Il piano strategico generale giapponese era quello di avere mano libera nel sud est asiatico e, a questo fine, vi erano da tempo in corso trattative con gli Usa: il Presidente Roosevelt non era forse del tutto contrario a una qualche forma di accordo ma le condizioni americane erano ritenute inaccettabili. Era quindi necessario bloccare drasticamente gli americani prima che potessero interferire militarmente con questi piani. Fu quindi adottata quella che nel mondo dell’intelligence si chiama una politica della “doppia agenda”: le trattative con gli Usa erano proseguite ma, allo stesso tempo, veniva segretamente preparata una massiccia “spallata” militare nel caso del molto probabile fallimento del negoziato. Entrambi le parti forse si auguravano il fallimento dello stesso, anche se per motivi diversi.

Durante questa fase di preparazione i giapponesi, da sempre ossessionati dal concetto di perfezione anche nei dettagli più minimi, si ispirarono all’attacco inglese con aerosiluranti nel porto a Taranto: esso avvenne nella notte fra l’11 ed il 12 novembre del ’40 e fu un’operazione militare davvero da manuale. Una rete di spie tedesche attive negli Usa consentì ai giapponesi di perfezionare tutti gli elementi tecnici dell’attacco. A Taranto, come a Pearl Harbor, i fondali del porto non erano profondi e furono quindi necessarie delle modifiche al “governale” dei siluri che, simile nella funzione agli impennaggi di un aereo ma con la parte del timone in posizione fissa, consente di appruare o cabrare: la modifica dello stabilizzatore del governale consentiva al siluro di entrare in acqua evitando di appruare eccessivamente e quindi navigare quasi prossimo alla superficie.

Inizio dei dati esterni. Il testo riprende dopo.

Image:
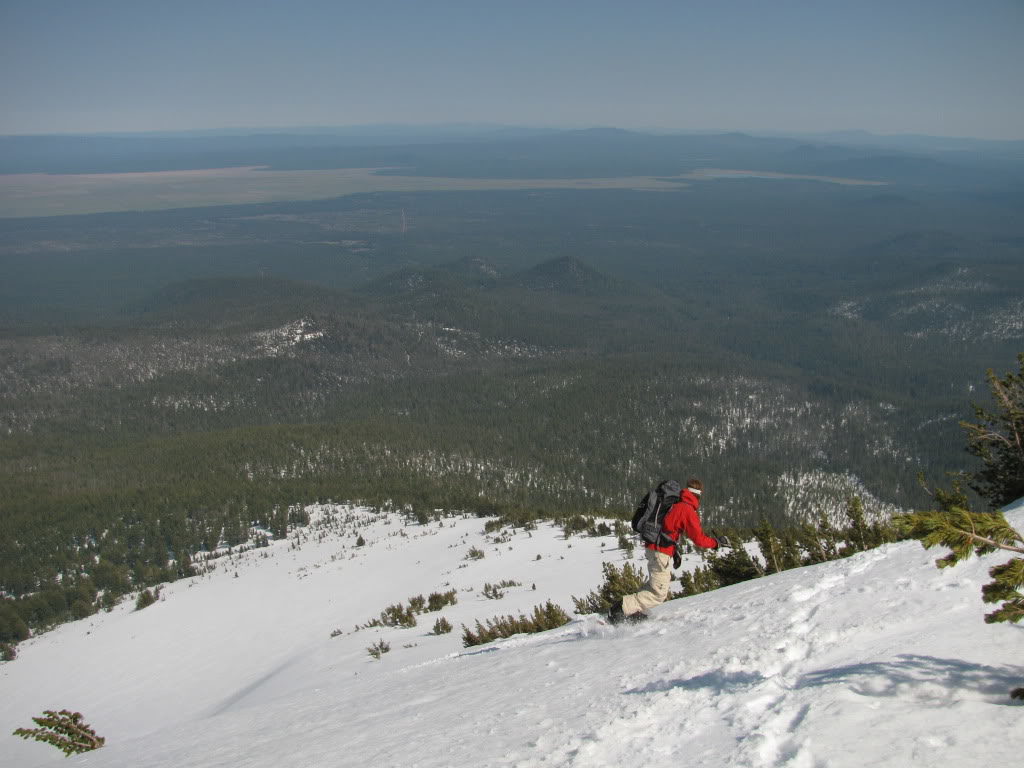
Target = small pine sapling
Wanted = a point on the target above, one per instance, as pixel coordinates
(65, 730)
(379, 648)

Pearl Harbor: tutto o quasi è stato detto, ma ci sono alcune peculiarità degne di nota - Il Fatto QuotidianoLa rete di spie tedesche negli Usa che passava le informazioni ai giapponesi sull’ottimizzazione dei governali era diretta da un doppio agente al soldo dell’MI6 inglese di nome Dusan Popov, il quale già nel maggio del 1941 allertò i britannici: essi avvertirono l’intelligence Usa (Fbi) del fatto che i giapponesi stavano pianificando un massiccio attacco a un porto americano. Pearl Harbor era la sede della flotta del Pacifico, e quindi dei maggiori assetti operativi e logistici degli Usa in quell’area, e questo era l’unico bersaglio logico e plausibile. Nell’agosto del 1941, anche attraverso altre informazioni ricevute principalmente da Hoover (Fbi), gli Usa sapevano probabilmente con certezza ciò che Tokyo stava pianificando ma queste informazioni si fermarono per qualche motivo al più alto livello politico, ovvero il Presidente Roosevelt e il suo entourage.

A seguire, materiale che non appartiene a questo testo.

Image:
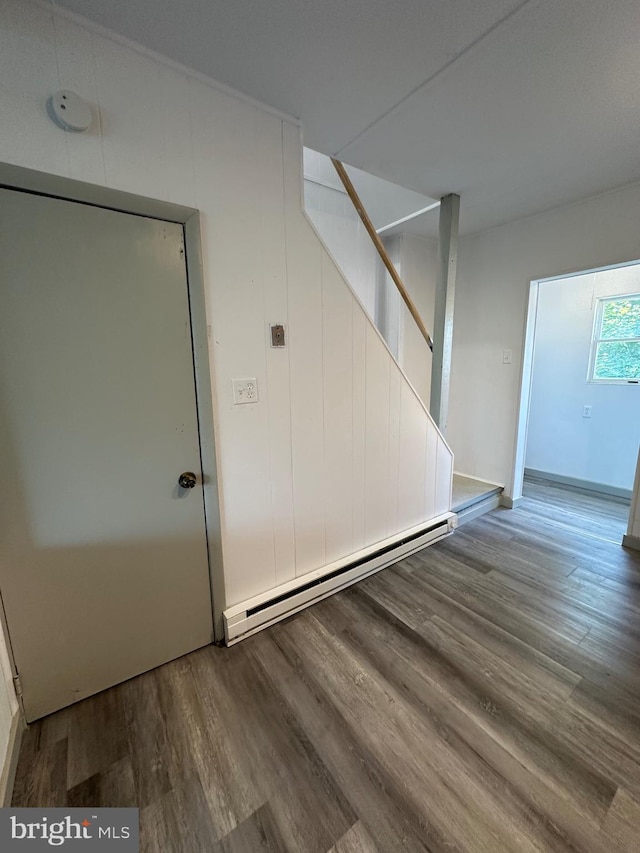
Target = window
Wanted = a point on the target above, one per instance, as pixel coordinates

Comunque, le varie strutture di intelligence (la Cia ancora non esisteva) sottovalutarono grandemente le capacità militari dei giapponesi: viene il dubbio se tale sottovalutazione fosse dovuta solo a un’incredibile incapacità analitica oppure a intenzionali omissioni. La propensione degli Usa a creare notizie false o fabbricate al fine di alimentare tensioni ed eventualmente giustificare conflitti e ingerenze politiche a livello globale è ormai acclarata e un elemento storico.

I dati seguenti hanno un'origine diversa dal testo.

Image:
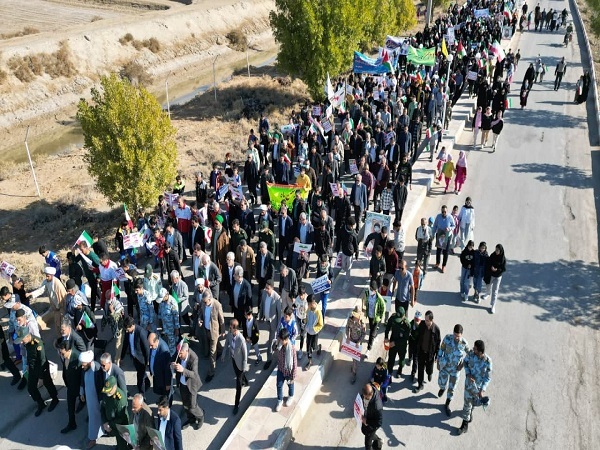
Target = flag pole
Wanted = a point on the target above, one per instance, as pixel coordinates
(37, 187)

Tornando a quello che successe prima e durante quel 7 di dicembre, il piano dell’Ammiraglio Yamamoto, grande architetto di quella che in codice fu chiamata “Operazione Z”, era quello di affondare buona parte della flotta americana nel Pacifico, soprattutto le due portaerei che si trovavano alla fonda, ovvero la Lexington e la Enterprise. La gemella Saratoga era in patria e altre portaerei e navi importanti erano nell’Atlantico, dove erano state trasferite in preparazione a un’entrata in guerra contro la Germania e l’Italia: ancora non c’era stata nessuna dichiarazione di guerra contro l’Asse ma i preparativi erano imponenti.

L’attacco a Pearl Harbor doveva essere portato mantenendo le portaerei molto lontane al fine di essere fuori dal raggio operativo della reazione controffensiva americana: questo avrebbe voluto dire anche fuori dall’autonomia operativa dei propri velivoli, che dopo l’attacco sarebbero stati sacrificati ammarando sulla via del rientro. Ma il piano che fu poi realmente attuato fu perfezionato da due ufficiali esperti in lotta aeronavale (Yamamoto non lo era), Takigiro Onishi e Minoru Genda, i quali pensarono invece di far avvicinare le portaerei di molto a Pearl Harbor affinché i velivoli coprissero una distanza relativamente breve fino agli obiettivi. Dopo il lancio dell’attacco le portaerei si sarebbero immediatamente allontanate alla massima velocità per raggiungere un punto di recupero molto lontano ma ancora nel raggio dei propri aerei. Il contrattacco americano avrebbe così dovuto essere portato a una distanza limite e forse fuori dal raggio d’azione dei propri velivoli. Geniale! Fondamentale era non farsi individuare durante l’avvicinamento fino al momento del lancio dalle portaerei: i radar dell’epoca erano comunque abbastanza primitivi e inefficaci a quelle distanze.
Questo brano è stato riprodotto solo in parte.